I look around and there are so many moms that seem to have it all together. Their houses are clean, their kids are clean, they never lose their tempers or forget to put on make-up. They make up delicious recipes to serve their families every night of the week. And, of course, they eat at the kitchen table. Wow! They are so very balanced….or is it an act?
Don’t get me wrong, I’m not saying they are lying. But, do they really have it all together? Or are they just skilled at painting a pretty picture?
I wonder if I look like this from the outside? LOL, probably not! But, I’m sure that the way I seem as a mom and the reality are definitely at odds.
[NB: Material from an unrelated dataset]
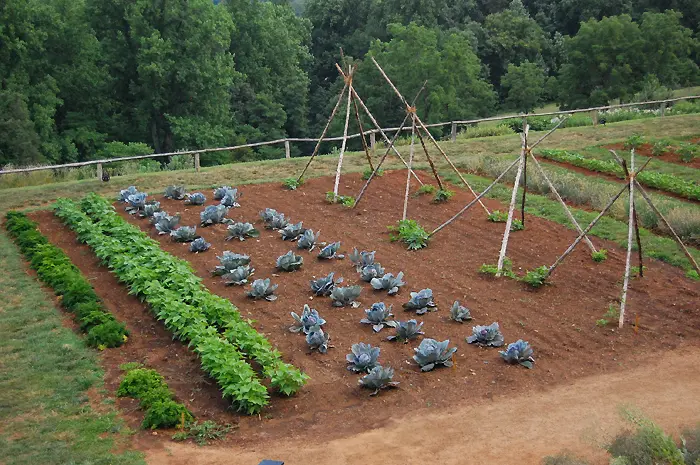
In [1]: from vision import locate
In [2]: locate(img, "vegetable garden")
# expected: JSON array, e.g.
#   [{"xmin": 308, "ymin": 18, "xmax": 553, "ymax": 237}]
[{"xmin": 12, "ymin": 167, "xmax": 700, "ymax": 441}]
For example, today Aiden and I slept in. On a Tuesday–for no real reason other than we could. I won’t say what time it was when we got out of bed- but lets just say that we didn’t make breakfast, and our first meal probably didn’t even qualify as “brunch”. I’ve run around all morning trying to make it look like I’ve actually been up since 7:30. I’ve cleaned my house, dressed my little toot and even got dressed myself (minus the make-up). If you walked in now to see a clean house with me “working” away on my laptop and my little man riding his motorcycle around the house…you would think we were balanced. And I would let you think that.
Of course I want you to think I’m a great wife and mother, a dedicated housekeeper and that I am making a mental list of ingredients for a new recipe (one that I came up with on my own, of course!) in my head right now. But, that’s not the reality.
The reality is this:
- I stay up too late, and therefore sleep too late.
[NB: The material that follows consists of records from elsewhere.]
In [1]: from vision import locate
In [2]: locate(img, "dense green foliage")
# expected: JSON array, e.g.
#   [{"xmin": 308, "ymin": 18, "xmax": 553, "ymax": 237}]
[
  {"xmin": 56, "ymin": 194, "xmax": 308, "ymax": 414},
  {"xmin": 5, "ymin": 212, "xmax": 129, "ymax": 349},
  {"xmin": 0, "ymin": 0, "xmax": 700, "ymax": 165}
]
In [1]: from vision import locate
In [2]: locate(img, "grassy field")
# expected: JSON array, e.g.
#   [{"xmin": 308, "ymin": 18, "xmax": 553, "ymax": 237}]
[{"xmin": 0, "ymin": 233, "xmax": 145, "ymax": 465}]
- I speed-clean more than I deep clean.
- Sometimes we eat Sloppy Joe’s for dinner.
- Sometimes we don’t get dressed until after noon.
- My son watches too much Nick Jr. most days.
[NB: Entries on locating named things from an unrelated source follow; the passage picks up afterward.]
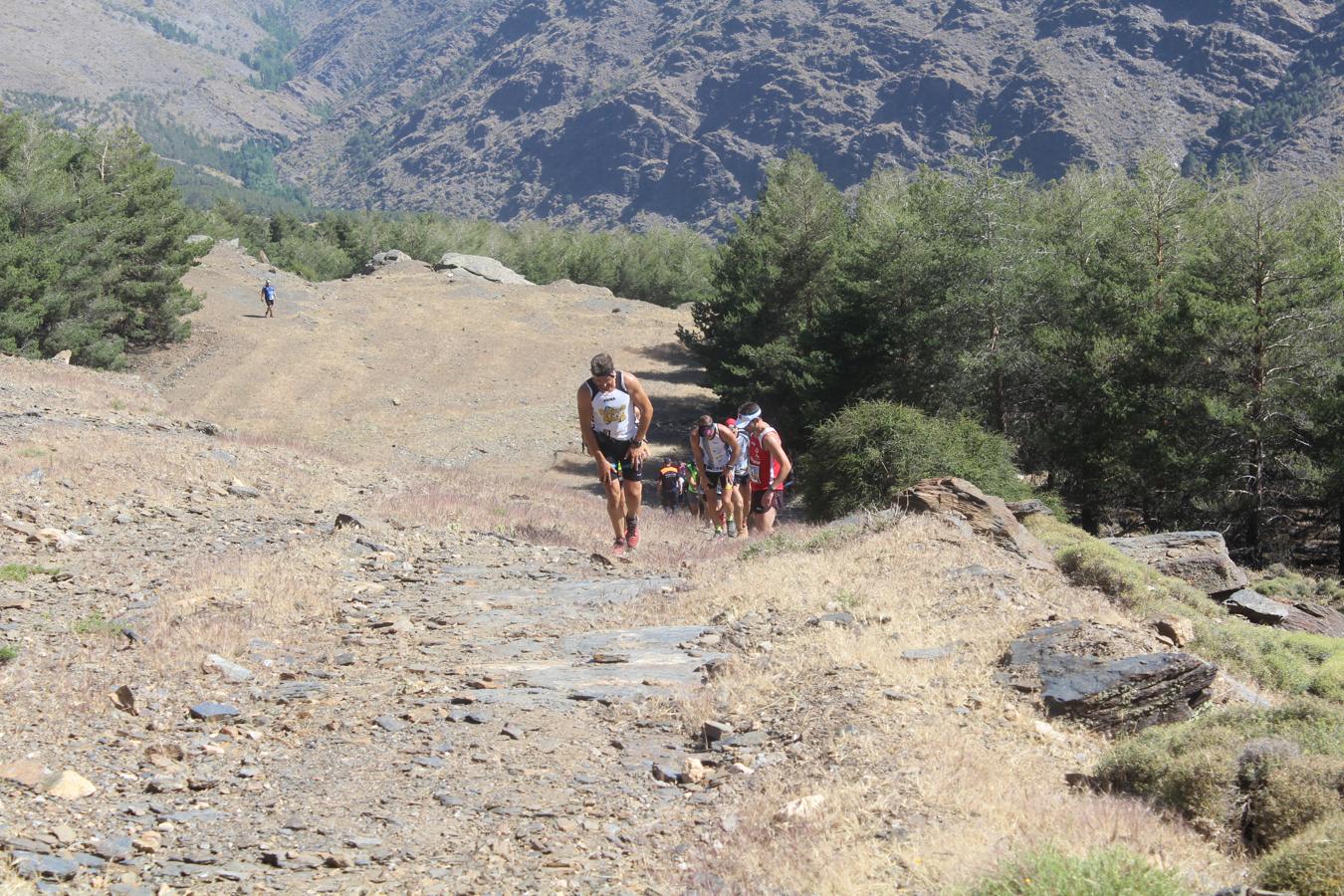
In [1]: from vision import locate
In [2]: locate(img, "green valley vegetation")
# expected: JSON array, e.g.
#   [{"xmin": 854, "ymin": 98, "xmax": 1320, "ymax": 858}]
[
  {"xmin": 239, "ymin": 3, "xmax": 299, "ymax": 90},
  {"xmin": 1095, "ymin": 700, "xmax": 1344, "ymax": 896},
  {"xmin": 964, "ymin": 845, "xmax": 1192, "ymax": 896},
  {"xmin": 0, "ymin": 112, "xmax": 197, "ymax": 366},
  {"xmin": 802, "ymin": 400, "xmax": 1032, "ymax": 520},
  {"xmin": 199, "ymin": 201, "xmax": 715, "ymax": 307},
  {"xmin": 683, "ymin": 146, "xmax": 1344, "ymax": 565}
]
- Sometimes I have really bad days and even lose my patience with my precious little man.
I’m not perfect.
The reality is this. I am balanced. It’s not an act. I am a perfect mix of perfection and flaw. To my husband, I am the wife he needs to balance him. He doesn’t mind Hamburger Helper now and then, because we are balanced where it is important. We stand together, face a disease with no answers, protect our son as best we can and love and respect each other no matter what. Our son is happy, silly, smart and beautiful. To him, I am Mommy. Is there any greater honor than that?
I don’t need to win admiration from my fellow moms and I don’t care if you are appalled at my lack of schedule and gourmet menu selection.
This is my life. Beautiful, chaotic, blessed, cursed, balanced or not… this is no act. This is my life.